O linfogranuloma venéreo é uma infecção sexualmente transmissível causada por sorotipos específicos de Chlamydia trachomatis. Caracteriza-se por uma lesão primária transitória e, posteriormente, por linfadenopatia regional progressiva e dolorosa, conhecida como bubão inguinal, que pode fistulizar.
O Linfogranuloma Venéreo (LGV) é uma infecção sexualmente transmissível (DST) causada por sorotipos específicos (L1, L2 e L3) da bactéria Chlamydia trachomatis. Embora menos comum que outras DSTs, é importante reconhecê-lo devido às suas complicações crônicas se não tratado. A doença é mais prevalente em regiões tropicais e subtropicais, e sua incidência tem aumentado em alguns grupos de risco, como homens que fazem sexo com homens.
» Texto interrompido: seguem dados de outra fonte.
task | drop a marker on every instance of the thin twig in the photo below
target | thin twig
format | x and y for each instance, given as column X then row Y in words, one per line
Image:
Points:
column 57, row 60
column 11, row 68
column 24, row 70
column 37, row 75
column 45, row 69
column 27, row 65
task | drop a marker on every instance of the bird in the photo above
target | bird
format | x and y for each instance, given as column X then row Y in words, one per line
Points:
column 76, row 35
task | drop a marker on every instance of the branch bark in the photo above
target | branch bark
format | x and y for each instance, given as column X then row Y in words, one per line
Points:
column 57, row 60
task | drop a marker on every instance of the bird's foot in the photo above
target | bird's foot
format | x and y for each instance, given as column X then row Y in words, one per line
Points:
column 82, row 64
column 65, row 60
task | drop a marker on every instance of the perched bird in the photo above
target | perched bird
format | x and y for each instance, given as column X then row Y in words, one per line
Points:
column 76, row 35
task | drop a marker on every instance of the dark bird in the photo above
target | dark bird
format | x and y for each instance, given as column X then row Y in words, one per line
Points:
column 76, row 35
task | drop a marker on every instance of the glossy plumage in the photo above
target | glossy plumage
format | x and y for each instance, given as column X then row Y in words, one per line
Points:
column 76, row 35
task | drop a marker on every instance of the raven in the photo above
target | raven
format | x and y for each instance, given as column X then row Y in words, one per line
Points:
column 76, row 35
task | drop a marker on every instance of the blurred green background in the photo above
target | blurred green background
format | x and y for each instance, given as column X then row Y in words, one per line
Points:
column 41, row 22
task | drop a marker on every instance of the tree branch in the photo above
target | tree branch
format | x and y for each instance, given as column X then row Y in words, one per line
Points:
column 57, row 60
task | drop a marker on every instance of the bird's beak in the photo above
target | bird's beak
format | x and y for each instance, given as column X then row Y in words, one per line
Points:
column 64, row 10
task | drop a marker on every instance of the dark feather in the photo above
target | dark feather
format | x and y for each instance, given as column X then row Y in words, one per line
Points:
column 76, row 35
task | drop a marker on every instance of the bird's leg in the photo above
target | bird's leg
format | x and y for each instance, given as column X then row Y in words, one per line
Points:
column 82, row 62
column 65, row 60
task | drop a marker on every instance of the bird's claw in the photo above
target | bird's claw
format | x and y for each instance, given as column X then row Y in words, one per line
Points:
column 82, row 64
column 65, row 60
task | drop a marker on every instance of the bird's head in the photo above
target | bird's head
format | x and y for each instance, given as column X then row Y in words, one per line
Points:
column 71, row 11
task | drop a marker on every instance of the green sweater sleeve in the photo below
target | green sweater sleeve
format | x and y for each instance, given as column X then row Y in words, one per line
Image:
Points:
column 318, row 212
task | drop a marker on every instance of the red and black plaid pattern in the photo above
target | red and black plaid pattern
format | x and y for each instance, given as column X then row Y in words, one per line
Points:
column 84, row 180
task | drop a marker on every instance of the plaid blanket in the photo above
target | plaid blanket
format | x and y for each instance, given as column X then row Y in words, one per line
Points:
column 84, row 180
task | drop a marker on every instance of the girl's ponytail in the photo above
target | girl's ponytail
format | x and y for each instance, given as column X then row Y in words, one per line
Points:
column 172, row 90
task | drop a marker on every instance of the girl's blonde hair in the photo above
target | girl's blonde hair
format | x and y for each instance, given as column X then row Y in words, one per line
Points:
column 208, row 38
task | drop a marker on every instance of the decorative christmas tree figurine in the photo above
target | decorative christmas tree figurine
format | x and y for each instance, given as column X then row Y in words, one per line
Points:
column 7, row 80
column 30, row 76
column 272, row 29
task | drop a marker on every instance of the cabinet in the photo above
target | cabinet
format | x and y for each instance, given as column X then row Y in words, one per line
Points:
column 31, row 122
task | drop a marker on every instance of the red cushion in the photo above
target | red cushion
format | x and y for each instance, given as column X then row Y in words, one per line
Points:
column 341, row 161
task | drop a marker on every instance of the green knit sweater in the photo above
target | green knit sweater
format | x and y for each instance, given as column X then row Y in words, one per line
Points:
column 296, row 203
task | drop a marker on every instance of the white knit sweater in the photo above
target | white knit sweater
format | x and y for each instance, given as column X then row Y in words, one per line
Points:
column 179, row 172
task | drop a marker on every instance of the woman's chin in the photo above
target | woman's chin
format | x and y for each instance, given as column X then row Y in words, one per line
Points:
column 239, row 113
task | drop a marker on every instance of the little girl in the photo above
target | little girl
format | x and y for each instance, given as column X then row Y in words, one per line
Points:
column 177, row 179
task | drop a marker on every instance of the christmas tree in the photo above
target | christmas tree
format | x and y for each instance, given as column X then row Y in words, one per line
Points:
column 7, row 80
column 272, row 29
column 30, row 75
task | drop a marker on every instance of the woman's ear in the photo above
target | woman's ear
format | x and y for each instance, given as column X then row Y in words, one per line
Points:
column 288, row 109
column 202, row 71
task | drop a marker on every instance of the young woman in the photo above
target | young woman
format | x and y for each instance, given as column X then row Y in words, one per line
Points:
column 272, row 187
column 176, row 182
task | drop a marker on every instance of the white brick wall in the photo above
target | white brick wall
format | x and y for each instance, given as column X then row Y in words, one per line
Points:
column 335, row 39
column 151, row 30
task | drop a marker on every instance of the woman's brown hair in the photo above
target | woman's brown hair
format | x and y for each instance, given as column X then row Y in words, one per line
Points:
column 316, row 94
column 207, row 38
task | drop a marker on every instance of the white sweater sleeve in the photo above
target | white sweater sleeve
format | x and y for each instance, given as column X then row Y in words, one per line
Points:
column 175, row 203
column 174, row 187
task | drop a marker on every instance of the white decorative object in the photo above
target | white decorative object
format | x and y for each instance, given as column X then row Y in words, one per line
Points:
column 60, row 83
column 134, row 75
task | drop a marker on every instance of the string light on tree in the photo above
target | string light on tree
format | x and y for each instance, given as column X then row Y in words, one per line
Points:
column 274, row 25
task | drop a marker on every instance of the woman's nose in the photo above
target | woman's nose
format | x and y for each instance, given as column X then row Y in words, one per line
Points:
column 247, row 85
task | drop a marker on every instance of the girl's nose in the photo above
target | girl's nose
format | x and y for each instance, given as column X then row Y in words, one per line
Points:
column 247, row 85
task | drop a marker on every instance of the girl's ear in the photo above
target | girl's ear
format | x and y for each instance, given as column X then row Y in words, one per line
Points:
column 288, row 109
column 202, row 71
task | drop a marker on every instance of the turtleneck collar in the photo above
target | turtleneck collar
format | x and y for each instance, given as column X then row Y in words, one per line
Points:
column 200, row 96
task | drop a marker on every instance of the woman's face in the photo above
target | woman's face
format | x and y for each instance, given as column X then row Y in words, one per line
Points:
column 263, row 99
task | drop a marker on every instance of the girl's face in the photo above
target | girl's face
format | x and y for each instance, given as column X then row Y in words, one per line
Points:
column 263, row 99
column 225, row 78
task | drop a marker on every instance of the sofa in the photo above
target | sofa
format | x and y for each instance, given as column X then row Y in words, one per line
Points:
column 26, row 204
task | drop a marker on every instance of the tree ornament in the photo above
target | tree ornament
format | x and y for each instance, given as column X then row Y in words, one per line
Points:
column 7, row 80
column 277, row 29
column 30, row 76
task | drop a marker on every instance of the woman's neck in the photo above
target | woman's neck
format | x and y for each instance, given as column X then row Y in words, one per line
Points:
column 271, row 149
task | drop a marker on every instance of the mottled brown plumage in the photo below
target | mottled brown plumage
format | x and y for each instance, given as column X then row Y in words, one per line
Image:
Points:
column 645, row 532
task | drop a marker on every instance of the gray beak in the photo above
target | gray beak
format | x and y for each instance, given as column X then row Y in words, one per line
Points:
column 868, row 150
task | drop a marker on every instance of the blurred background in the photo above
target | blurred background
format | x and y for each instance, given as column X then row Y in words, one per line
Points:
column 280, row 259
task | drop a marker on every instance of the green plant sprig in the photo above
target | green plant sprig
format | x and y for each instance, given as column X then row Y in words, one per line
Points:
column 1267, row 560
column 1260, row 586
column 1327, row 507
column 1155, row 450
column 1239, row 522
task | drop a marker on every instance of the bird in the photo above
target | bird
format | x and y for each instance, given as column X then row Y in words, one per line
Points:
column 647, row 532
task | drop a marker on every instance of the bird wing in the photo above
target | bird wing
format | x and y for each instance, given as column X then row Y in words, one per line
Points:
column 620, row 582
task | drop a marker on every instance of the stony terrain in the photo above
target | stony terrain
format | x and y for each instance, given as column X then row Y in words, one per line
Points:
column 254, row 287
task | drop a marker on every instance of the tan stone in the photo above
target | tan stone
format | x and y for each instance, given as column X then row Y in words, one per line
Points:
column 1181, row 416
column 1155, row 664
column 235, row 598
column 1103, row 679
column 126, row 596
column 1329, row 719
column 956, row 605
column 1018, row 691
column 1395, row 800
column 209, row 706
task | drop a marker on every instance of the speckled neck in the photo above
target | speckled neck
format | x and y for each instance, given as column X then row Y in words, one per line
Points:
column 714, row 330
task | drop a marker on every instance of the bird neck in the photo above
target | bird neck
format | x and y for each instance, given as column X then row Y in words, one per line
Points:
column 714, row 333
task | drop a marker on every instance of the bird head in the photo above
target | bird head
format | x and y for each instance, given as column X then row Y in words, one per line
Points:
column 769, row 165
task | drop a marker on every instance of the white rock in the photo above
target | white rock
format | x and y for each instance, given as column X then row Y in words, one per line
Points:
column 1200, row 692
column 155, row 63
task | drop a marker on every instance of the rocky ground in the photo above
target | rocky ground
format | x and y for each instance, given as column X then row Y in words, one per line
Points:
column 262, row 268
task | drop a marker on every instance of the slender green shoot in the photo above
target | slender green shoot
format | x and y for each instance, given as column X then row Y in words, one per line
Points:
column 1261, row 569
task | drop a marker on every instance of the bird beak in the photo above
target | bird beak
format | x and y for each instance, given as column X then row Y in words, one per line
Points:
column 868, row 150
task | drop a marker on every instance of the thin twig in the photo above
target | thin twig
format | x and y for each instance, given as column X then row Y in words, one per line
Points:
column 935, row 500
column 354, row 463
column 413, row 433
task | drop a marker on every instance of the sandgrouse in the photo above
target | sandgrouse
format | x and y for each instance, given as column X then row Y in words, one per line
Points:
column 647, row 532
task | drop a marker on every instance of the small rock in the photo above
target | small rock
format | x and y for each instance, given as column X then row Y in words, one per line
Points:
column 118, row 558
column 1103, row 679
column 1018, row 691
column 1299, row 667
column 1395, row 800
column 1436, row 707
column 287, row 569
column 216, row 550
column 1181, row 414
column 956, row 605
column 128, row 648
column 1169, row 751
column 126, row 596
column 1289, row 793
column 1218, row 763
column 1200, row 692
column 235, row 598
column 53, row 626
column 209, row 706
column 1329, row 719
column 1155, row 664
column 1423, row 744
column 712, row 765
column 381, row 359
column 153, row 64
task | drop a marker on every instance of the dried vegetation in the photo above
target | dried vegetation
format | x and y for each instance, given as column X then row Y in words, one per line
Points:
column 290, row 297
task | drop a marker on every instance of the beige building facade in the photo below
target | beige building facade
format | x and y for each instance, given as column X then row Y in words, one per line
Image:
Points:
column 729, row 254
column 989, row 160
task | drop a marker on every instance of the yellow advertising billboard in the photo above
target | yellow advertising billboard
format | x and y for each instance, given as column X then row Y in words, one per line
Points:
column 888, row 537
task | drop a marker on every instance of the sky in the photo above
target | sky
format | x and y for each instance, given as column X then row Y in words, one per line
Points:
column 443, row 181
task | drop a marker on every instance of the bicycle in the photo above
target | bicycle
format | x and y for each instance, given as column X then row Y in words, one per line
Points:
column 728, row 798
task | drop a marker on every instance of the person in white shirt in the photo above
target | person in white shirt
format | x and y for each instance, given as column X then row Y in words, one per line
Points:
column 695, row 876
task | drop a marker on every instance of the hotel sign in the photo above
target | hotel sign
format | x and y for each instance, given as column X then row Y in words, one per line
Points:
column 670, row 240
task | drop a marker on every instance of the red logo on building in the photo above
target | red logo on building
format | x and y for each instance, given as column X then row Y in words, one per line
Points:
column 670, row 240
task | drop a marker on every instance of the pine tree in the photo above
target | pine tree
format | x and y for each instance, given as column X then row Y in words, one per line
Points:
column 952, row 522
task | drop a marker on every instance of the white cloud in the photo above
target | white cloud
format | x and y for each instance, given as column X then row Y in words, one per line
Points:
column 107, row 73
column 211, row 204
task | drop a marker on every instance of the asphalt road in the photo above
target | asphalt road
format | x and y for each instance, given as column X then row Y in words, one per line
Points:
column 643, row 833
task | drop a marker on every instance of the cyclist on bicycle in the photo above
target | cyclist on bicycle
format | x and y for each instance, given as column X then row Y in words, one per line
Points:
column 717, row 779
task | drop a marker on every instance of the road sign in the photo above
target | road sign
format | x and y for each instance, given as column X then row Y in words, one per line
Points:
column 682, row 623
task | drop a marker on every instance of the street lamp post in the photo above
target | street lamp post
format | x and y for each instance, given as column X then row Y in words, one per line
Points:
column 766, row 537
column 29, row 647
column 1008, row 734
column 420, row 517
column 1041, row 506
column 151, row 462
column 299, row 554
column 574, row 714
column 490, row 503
A fisiopatologia envolve a infecção inicial da mucosa genital ou anal, seguida pela disseminação linfática para os gânglios regionais. O diagnóstico é primariamente clínico, baseado na presença de linfadenopatia inguinal dolorosa e supurativa (bubão), especialmente em pacientes com histórico de exposição sexual. Exames laboratoriais como PCR para Chlamydia trachomatis em aspirado do bubão ou sorologia podem confirmar a infecção. É crucial suspeitar de LGV em casos de úlceras genitais atípicas ou linfadenopatias persistentes. O tratamento precoce com antibióticos, como doxiciclina, é fundamental para prevenir complicações como fístulas, estenoses retais e elefantíase genital. A educação sobre práticas sexuais seguras e o rastreamento de parceiros sexuais são componentes essenciais do manejo. Residentes devem estar atentos à apresentação atípica da doença, especialmente em locais extragenitais, e à importância do diagnóstico diferencial com outras causas de linfadenopatia.
O LGV inicia com uma lesão primária indolor e transitória (pápula, úlcera ou vesícula) que pode passar despercebida. Semanas depois, surgem linfadenopatias regionais dolorosas, principalmente inguinais (bubões), que podem supurar e fistulizar, além de sintomas sistêmicos como febre e mal-estar.
O tratamento de escolha para o LGV é a doxiciclina 100 mg, via oral, duas vezes ao dia, por 21 dias. Alternativamente, pode-se usar eritromicina 500 mg, via oral, quatro vezes ao dia, por 21 dias, especialmente em gestantes.
O LGV se diferencia pela presença de bubões inguinais dolorosos e supurativos, que podem fistulizar. O cancro mole também causa bubões dolorosos, mas a úlcera primária é mais proeminente. A sífilis primária causa linfadenopatia indolor. O diagnóstico laboratorial é crucial para a confirmação.